I want to buy a MASH bell 47 helicopter kit. Has anyone here built one of these ? my hobby shop has 2 of them in stock and i am going to pick one up. I would like to see any pictures of this kit you may have along with any building tips that helped you with your MASH helicopter.


----------



## Robert Hargrave (Dec 4, 2003)

Hey Bert, go to ebay look in Models, Air, then type in helicopters. Every so often there is a guy out East that posts photos of finished ones for sale, you can get a good look at what they can look like, if he has one posted.


----------



## bert model maker (Feb 19, 2002)

thanks Robert. My hobby shop here has 2 of them but i want to build it as a "non M.A.S.H. copter. I wanted to know how big it is in inches so i can get other helicopters in the same scale. The box is large but the contents don't feel like they are as big as the box looks. How is the GATO sub ?


----------



## The-Nightsky (May 10, 2005)

I've Built this kit. Its nice,1/35 scale I believe.Its about a foot long when done IIRC.Sorry no pics. It never survived "The Move". I have a 1/35 Academy HTL-4 (coast guard version with floats) that I plan on turning into the bat copter. Really nice kit with all the parts to build several versions.


----------



## spe130 (Apr 13, 2004)

Is this a current kit? I'm a big fan of M*A*S*H, I'd love to have the chopper.


----------



## irishtrek (Sep 17, 2005)

Have checked the dvd set for mash?


----------



## bert model maker (Feb 19, 2002)

The-Nightsky said:


> I've Built this kit. Its nice,1/35 scale I believe.Its about a foot long when done IIRC.Sorry no pics. It never survived "The Move". I have a 1/35 Academy HTL-4 (coast guard version with floats) that I plan on turning into the bat copter. Really nice kit with all the parts to build several versions.

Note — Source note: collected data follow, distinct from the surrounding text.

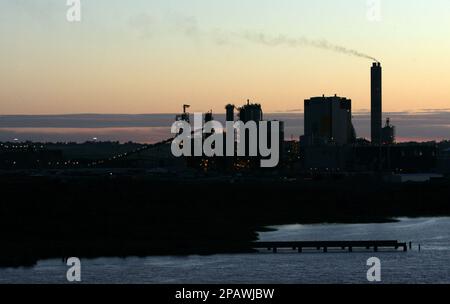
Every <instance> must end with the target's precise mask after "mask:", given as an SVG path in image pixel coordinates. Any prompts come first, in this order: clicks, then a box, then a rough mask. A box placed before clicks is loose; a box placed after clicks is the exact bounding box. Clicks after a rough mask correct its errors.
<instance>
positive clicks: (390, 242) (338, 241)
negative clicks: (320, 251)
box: [253, 241, 408, 253]
mask: <svg viewBox="0 0 450 304" xmlns="http://www.w3.org/2000/svg"><path fill="white" fill-rule="evenodd" d="M253 248H254V249H267V250H272V251H273V252H274V253H276V252H278V249H292V250H297V251H298V252H299V253H301V252H303V250H304V249H312V250H317V251H323V252H328V250H330V249H334V250H341V251H348V252H353V250H355V249H364V250H371V249H373V251H374V252H378V251H379V250H380V249H391V250H396V251H397V250H398V249H399V248H400V249H402V250H403V251H404V252H406V251H408V246H407V243H400V242H398V241H307V242H254V243H253Z"/></svg>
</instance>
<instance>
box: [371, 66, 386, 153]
mask: <svg viewBox="0 0 450 304" xmlns="http://www.w3.org/2000/svg"><path fill="white" fill-rule="evenodd" d="M371 82H372V84H371V99H372V102H371V103H372V105H371V139H372V144H374V145H381V130H382V121H381V120H382V111H383V109H382V69H381V63H379V62H374V63H373V65H372V69H371Z"/></svg>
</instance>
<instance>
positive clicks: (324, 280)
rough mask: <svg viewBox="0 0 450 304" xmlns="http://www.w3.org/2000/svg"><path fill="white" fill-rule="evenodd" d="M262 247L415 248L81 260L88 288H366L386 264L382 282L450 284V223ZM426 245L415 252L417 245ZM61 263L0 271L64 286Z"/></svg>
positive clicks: (268, 233)
mask: <svg viewBox="0 0 450 304" xmlns="http://www.w3.org/2000/svg"><path fill="white" fill-rule="evenodd" d="M277 228H278V230H277V231H273V232H267V233H262V234H261V240H265V241H269V240H368V239H395V240H399V241H406V242H409V241H413V242H414V245H415V246H414V249H413V250H412V251H409V252H407V253H404V252H400V251H399V252H378V253H373V252H355V253H333V252H330V253H327V254H324V253H303V254H298V253H294V252H286V253H279V254H272V253H268V252H266V253H257V254H235V255H213V256H206V257H205V256H188V257H170V256H169V257H147V258H135V257H133V258H127V259H119V258H99V259H93V260H82V280H83V282H85V283H187V284H189V283H367V280H366V272H367V269H368V268H367V266H366V261H367V259H368V258H370V257H372V256H376V257H378V258H380V259H381V262H382V280H383V282H384V283H450V236H449V235H448V231H450V218H432V219H401V221H400V222H398V223H387V224H360V225H340V224H325V225H289V226H280V227H277ZM418 244H421V245H422V251H420V252H419V251H418V249H417V245H418ZM66 270H67V267H65V266H64V265H63V263H62V262H61V261H60V260H48V261H41V262H39V264H38V265H37V266H36V267H33V268H30V269H23V268H22V269H0V283H10V282H20V283H24V282H29V283H49V282H51V283H65V273H66Z"/></svg>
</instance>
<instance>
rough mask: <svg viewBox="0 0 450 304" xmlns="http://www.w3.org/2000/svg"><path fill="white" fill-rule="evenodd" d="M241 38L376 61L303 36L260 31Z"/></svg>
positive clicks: (322, 42)
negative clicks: (270, 33)
mask: <svg viewBox="0 0 450 304" xmlns="http://www.w3.org/2000/svg"><path fill="white" fill-rule="evenodd" d="M242 38H243V39H245V40H247V41H249V42H252V43H257V44H261V45H266V46H282V45H285V46H289V47H293V48H295V47H303V46H305V47H314V48H318V49H323V50H328V51H333V52H337V53H341V54H345V55H348V56H355V57H360V58H366V59H370V60H373V61H376V62H378V60H377V59H376V58H374V57H372V56H369V55H367V54H364V53H361V52H359V51H356V50H353V49H349V48H346V47H343V46H340V45H336V44H332V43H330V42H328V41H326V40H311V39H308V38H305V37H300V38H289V37H286V36H283V35H279V36H276V37H269V36H266V35H265V34H262V33H251V32H246V33H244V34H243V35H242Z"/></svg>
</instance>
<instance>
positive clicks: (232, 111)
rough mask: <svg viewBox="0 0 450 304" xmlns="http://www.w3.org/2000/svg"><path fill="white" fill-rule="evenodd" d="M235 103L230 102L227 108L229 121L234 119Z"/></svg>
mask: <svg viewBox="0 0 450 304" xmlns="http://www.w3.org/2000/svg"><path fill="white" fill-rule="evenodd" d="M234 108H235V107H234V105H232V104H228V105H227V106H226V107H225V109H226V110H227V114H226V119H227V121H234Z"/></svg>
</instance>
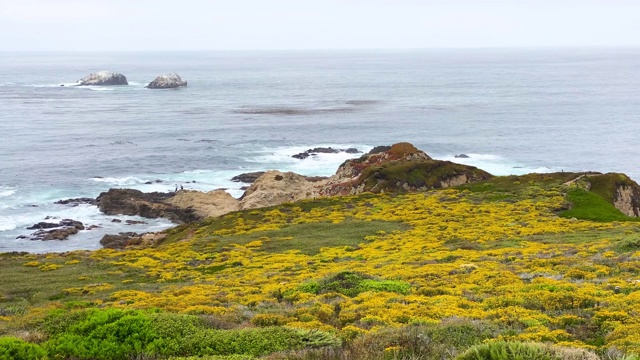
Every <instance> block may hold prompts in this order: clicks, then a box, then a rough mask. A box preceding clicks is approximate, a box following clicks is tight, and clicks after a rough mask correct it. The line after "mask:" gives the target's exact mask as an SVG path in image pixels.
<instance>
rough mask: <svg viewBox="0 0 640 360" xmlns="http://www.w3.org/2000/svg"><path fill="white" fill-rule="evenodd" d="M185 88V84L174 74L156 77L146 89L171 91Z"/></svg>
mask: <svg viewBox="0 0 640 360" xmlns="http://www.w3.org/2000/svg"><path fill="white" fill-rule="evenodd" d="M182 86H187V82H186V81H184V80H182V78H181V77H180V75H178V74H176V73H170V74H164V75H160V76H158V77H156V78H155V79H154V80H153V81H152V82H150V83H149V85H147V86H146V88H148V89H171V88H177V87H182Z"/></svg>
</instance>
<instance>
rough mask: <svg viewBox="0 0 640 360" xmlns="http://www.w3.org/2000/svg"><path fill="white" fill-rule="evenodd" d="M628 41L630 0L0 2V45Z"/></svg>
mask: <svg viewBox="0 0 640 360" xmlns="http://www.w3.org/2000/svg"><path fill="white" fill-rule="evenodd" d="M637 45H640V1H638V0H227V1H217V0H213V1H205V0H180V1H178V0H55V1H52V0H19V1H15V0H0V51H52V50H53V51H56V50H59V51H100V50H104V51H118V50H124V51H130V50H158V51H164V50H261V49H413V48H450V47H454V48H459V47H519V46H523V47H538V46H637Z"/></svg>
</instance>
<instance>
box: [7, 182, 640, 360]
mask: <svg viewBox="0 0 640 360" xmlns="http://www.w3.org/2000/svg"><path fill="white" fill-rule="evenodd" d="M577 176H578V175H577V174H569V173H566V174H564V173H561V174H553V175H544V174H542V175H535V174H533V175H526V176H520V177H515V176H512V177H496V178H493V179H489V180H487V181H484V182H480V183H473V184H467V185H463V186H460V187H457V188H449V189H444V190H432V191H426V192H419V193H407V194H390V193H388V192H387V193H382V194H375V195H374V194H363V195H359V196H345V197H331V198H321V199H318V200H305V201H302V202H297V203H287V204H283V205H280V206H277V207H271V208H264V209H258V210H248V211H241V212H234V213H230V214H227V215H225V216H222V217H219V218H209V219H206V220H204V221H200V222H198V223H192V224H186V225H181V226H178V227H176V228H174V229H171V230H169V231H168V236H167V237H166V238H165V239H164V241H163V242H162V243H160V244H155V245H154V246H149V247H145V248H128V249H126V250H112V249H103V250H98V251H92V252H90V251H75V252H70V253H65V254H43V255H35V254H26V253H22V254H16V253H11V254H3V255H0V262H1V264H2V265H0V270H1V272H0V336H2V337H0V359H168V358H172V359H178V358H180V359H183V358H189V359H191V358H197V357H202V358H205V359H254V358H266V359H453V358H459V359H607V360H608V359H627V360H629V359H635V358H636V357H635V355H634V354H640V317H639V316H638V315H639V314H638V311H639V309H640V226H639V225H640V224H638V222H637V218H631V217H627V216H625V215H623V214H622V213H620V212H619V211H618V210H617V209H616V208H614V207H613V205H612V204H611V202H610V201H609V200H608V199H605V198H604V197H603V195H602V194H600V193H598V192H603V194H604V195H605V196H608V195H607V194H608V193H606V191H610V189H609V190H607V189H608V188H607V186H605V185H598V186H597V189H598V192H592V191H588V190H586V188H585V187H584V186H582V184H581V183H580V181H576V182H571V183H569V184H567V182H570V181H571V180H574V179H576V178H577Z"/></svg>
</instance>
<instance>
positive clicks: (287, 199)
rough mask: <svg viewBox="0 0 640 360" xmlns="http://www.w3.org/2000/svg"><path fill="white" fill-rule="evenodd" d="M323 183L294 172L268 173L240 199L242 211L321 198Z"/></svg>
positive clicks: (248, 188) (252, 184)
mask: <svg viewBox="0 0 640 360" xmlns="http://www.w3.org/2000/svg"><path fill="white" fill-rule="evenodd" d="M322 184H323V181H320V182H313V181H310V180H309V179H308V178H307V177H306V176H303V175H299V174H296V173H292V172H284V173H283V172H280V171H275V170H272V171H267V172H266V173H264V174H263V175H262V176H260V177H259V178H258V179H256V181H255V182H254V183H253V184H252V185H251V186H250V187H249V188H248V189H247V190H246V191H245V193H244V195H242V197H241V198H240V209H242V210H244V209H256V208H260V207H266V206H273V205H279V204H283V203H285V202H294V201H298V200H303V199H310V198H314V197H317V196H319V186H322Z"/></svg>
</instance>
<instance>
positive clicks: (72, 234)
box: [25, 219, 84, 241]
mask: <svg viewBox="0 0 640 360" xmlns="http://www.w3.org/2000/svg"><path fill="white" fill-rule="evenodd" d="M27 229H28V230H38V231H36V232H34V233H33V234H31V235H30V236H25V238H28V239H31V240H43V241H49V240H66V239H68V238H69V236H71V235H75V234H77V233H78V232H79V231H80V230H84V224H82V223H81V222H80V221H76V220H71V219H63V220H60V221H59V222H58V223H50V222H39V223H37V224H34V225H32V226H29V227H28V228H27Z"/></svg>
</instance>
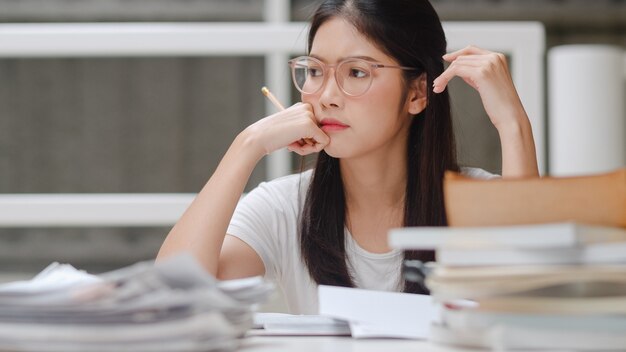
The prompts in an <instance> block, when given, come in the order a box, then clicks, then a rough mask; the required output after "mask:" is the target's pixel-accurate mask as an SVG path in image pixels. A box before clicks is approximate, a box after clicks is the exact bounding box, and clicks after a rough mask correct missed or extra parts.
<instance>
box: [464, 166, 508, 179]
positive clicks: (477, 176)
mask: <svg viewBox="0 0 626 352" xmlns="http://www.w3.org/2000/svg"><path fill="white" fill-rule="evenodd" d="M461 174H462V175H464V176H467V177H471V178H479V179H483V180H489V179H492V178H500V177H501V176H500V175H498V174H492V173H491V172H489V171H487V170H484V169H481V168H478V167H461Z"/></svg>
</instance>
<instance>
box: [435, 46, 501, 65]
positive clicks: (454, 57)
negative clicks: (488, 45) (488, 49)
mask: <svg viewBox="0 0 626 352" xmlns="http://www.w3.org/2000/svg"><path fill="white" fill-rule="evenodd" d="M489 53H491V51H489V50H485V49H481V48H478V47H475V46H473V45H469V46H466V47H465V48H463V49H461V50H457V51H453V52H451V53H448V54H445V55H444V56H443V59H444V60H446V61H448V62H452V61H454V60H456V58H457V57H459V56H462V55H484V54H489Z"/></svg>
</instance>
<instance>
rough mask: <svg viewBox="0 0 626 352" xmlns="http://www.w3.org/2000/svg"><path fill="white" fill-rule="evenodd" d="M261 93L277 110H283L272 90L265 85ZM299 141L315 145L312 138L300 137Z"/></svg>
mask: <svg viewBox="0 0 626 352" xmlns="http://www.w3.org/2000/svg"><path fill="white" fill-rule="evenodd" d="M261 93H263V95H265V96H266V97H267V99H269V101H271V102H272V104H274V106H275V107H277V108H278V109H279V110H285V107H284V106H283V104H281V103H280V102H279V101H278V99H276V97H275V96H274V94H272V92H270V90H269V89H267V87H263V88H261ZM301 141H302V143H306V144H309V145H315V141H314V140H313V139H312V138H302V139H301Z"/></svg>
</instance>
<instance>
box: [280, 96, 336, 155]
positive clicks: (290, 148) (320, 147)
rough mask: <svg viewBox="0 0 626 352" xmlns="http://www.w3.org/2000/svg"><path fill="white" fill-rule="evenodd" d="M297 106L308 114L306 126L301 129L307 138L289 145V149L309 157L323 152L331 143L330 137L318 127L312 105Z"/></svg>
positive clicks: (299, 140) (297, 141)
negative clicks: (312, 154)
mask: <svg viewBox="0 0 626 352" xmlns="http://www.w3.org/2000/svg"><path fill="white" fill-rule="evenodd" d="M296 105H298V106H299V108H300V109H304V110H306V111H307V112H308V113H306V114H305V115H306V116H307V117H308V119H307V120H304V122H303V125H304V126H303V128H302V129H301V131H302V132H303V133H305V136H306V137H302V138H300V139H298V140H296V141H295V142H293V143H291V144H289V145H288V146H287V149H288V150H290V151H292V152H295V153H298V154H300V155H307V154H312V153H316V152H319V151H321V150H322V149H324V148H325V147H326V146H327V145H328V143H330V137H328V135H327V134H326V133H324V131H322V130H321V129H320V128H319V126H318V125H317V119H316V118H315V115H314V114H313V108H312V107H311V105H310V104H306V103H298V104H296Z"/></svg>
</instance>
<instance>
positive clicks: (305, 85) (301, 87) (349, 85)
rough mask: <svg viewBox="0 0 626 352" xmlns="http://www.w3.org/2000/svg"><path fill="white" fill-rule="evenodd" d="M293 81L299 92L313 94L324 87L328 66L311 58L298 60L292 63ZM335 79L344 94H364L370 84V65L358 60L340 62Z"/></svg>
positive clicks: (336, 69)
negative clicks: (293, 81) (344, 93)
mask: <svg viewBox="0 0 626 352" xmlns="http://www.w3.org/2000/svg"><path fill="white" fill-rule="evenodd" d="M292 74H293V81H294V83H295V85H296V88H298V90H299V91H301V92H302V93H305V94H313V93H316V92H317V91H319V90H320V89H321V88H322V86H323V85H324V81H325V76H326V75H328V66H325V65H324V64H323V63H322V62H319V61H317V60H314V59H311V58H306V57H302V58H298V59H296V60H295V61H294V62H293V63H292ZM335 79H336V80H337V84H338V85H339V88H341V90H343V92H344V93H346V94H348V95H352V96H357V95H361V94H364V93H365V92H366V91H367V90H368V89H369V87H370V85H371V83H372V74H371V64H370V63H368V62H366V61H364V60H359V59H352V60H346V61H342V62H340V63H339V64H338V65H337V67H336V70H335Z"/></svg>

 thanks nightsky. how big is the academy helicopter ?


----------



## The-Nightsky (May 10, 2005)

same size Bert. Close to a foot long when built.


----------



## bert model maker (Feb 19, 2002)

thanks nightsky !


----------



## flyingfrets (Oct 19, 2001)

I started to convert one to the "Batcopter," but I never could get the compound curves on the wings right so I chucked it during a move about 5 years ago.

From what I remember, the detail was pretty nice (I had the MRC version...forget who made the other one I used to see on the shelves). The tail boom was little heavy for the scale but somebody made a brass rod & photo-etch replacement that looked good. Don't know if that's still around or not. I only get to Avenel Hobbies maybe once a year anymore & that was the only place I could see what I was buying before I bought it (most of my shopping is done online now - there aren't any decent hobby shops around Atlantic City).

Over all, a nice little kit. Should be able to do a really nice job over 2 or 3 weekends...


----------



## dgtrekker (Jul 23, 2001)

I have two of these kits, I intend to build them flying over the Swamp and Hot Lips tent, the choppers appear to me to be about 35th scale, but they need some modifications to make them MASH accurate. 

So far all I have done is the Swamp.


----------



## bert model maker (Feb 19, 2002)

Thanks Frets, nice swamp dio dgtrekker


----------



## dgtrekker (Jul 23, 2001)

Thanks, I'm planning on putting the chopper on an acrylic rod just behind the tent.


----------



## bert model maker (Feb 19, 2002)

I Just picked up my MASH helicopter and just got in the door with it, i am a happy camper ! keep me posted on your diorama


----------



## splashrc (Jul 9, 2007)

I had one back in the day, wish I still had it.......along with the swamp


----------